Potential economic complexities related to CBAM merit equal attention. These can also be separated into two broad categories: pricing and accounting. CBAM pricing must allow high-performing firms from target emerging markets to stay competitive in the Single Market. Otherwise, there is a risk of Europe becoming a low-carbon island; non-competitive goods will simply find elsewhere to go and net production-related emissions won’t decrease. However, this risk might decrease should a European CBAM be paired with similar mechanisms in the US and Japan, altogether accounting for 40% of the world economy.
Pricing will also influence country-level differences in terms of industrial norms. The OECD’s example of furnaces used for steel production is a powerful one: whereas in China and Ukraine blast furnaces release 2tCO2/t, in Turkey electric furnaces emit 1tCO2/t. As a result, different tax rates on imported emissions for steel production would put Turkey at an advantage over its competitors. As per the objectives detailed above, desire by Chinese and Ukrainian firms to reduce carbon costs might incentivise the replacement of energy-intensive furnaces. But it might create even more substitution strategies and eventually carbon leakage. That’s why getting the price right is absolutely essential to stimulate a norm diffusion process.
In terms of accounting, the main problem is that calculating embedded carbon within a good is not such a simple process.
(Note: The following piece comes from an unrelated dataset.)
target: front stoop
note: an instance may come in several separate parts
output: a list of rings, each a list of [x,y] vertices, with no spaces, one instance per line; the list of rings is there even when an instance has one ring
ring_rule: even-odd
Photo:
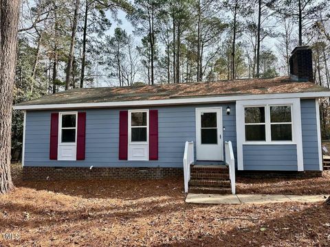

Streamlining carbon costs along the entire value chain – in a way that aligns with EU regulation – will be costly for foreign firms who already lack financial capital. Again, the accumulation of production costs, the import tax, and the calculation of embedded carbon might just deter firms from the European market. A cement industry representative has suggested that these costs might push firms to adjust their own pricing, with ripple effects throughout the supply chain, including price hikes for secondary buyers and even consumers.

Next Steps
The European Commission is preparing the deployment of its methodology in the lead-up to COP26, an opportune moment to internationalise the carbon pricing debate. The CBAM symbolises the need for a uniform emissions accountability around the world. Decarbonisation of one region makes no sense if it is entirely counterbalanced by booming emissions elsewhere. Accounting for carbon at the border of the world’s second-largest consumer market is an important step in reducing the incompatibility between a European Green Deal and burden-shifting norms, between the ETS and pollution havens. Brussels should focus on getting the United States on board, as President Biden is favourable both to a transatlantic green trade agenda and to an American quota system for imports. This would grant the CBAM some much needed political weight.
Finally, the EU must decide where funds received will go. Former WTO DG Pascal Lamy emphasises the money should not serve as fiscal repayment for Next Generation EU (€750 billion loan) but should rather be steered towards sustainable investment through a climate bank. A European CBAM will set the stage for multilateral carbon pricing and green trade policies in the decade to come; it must be robust, impactful, inclusice, all while steering clear from protectionist undertones.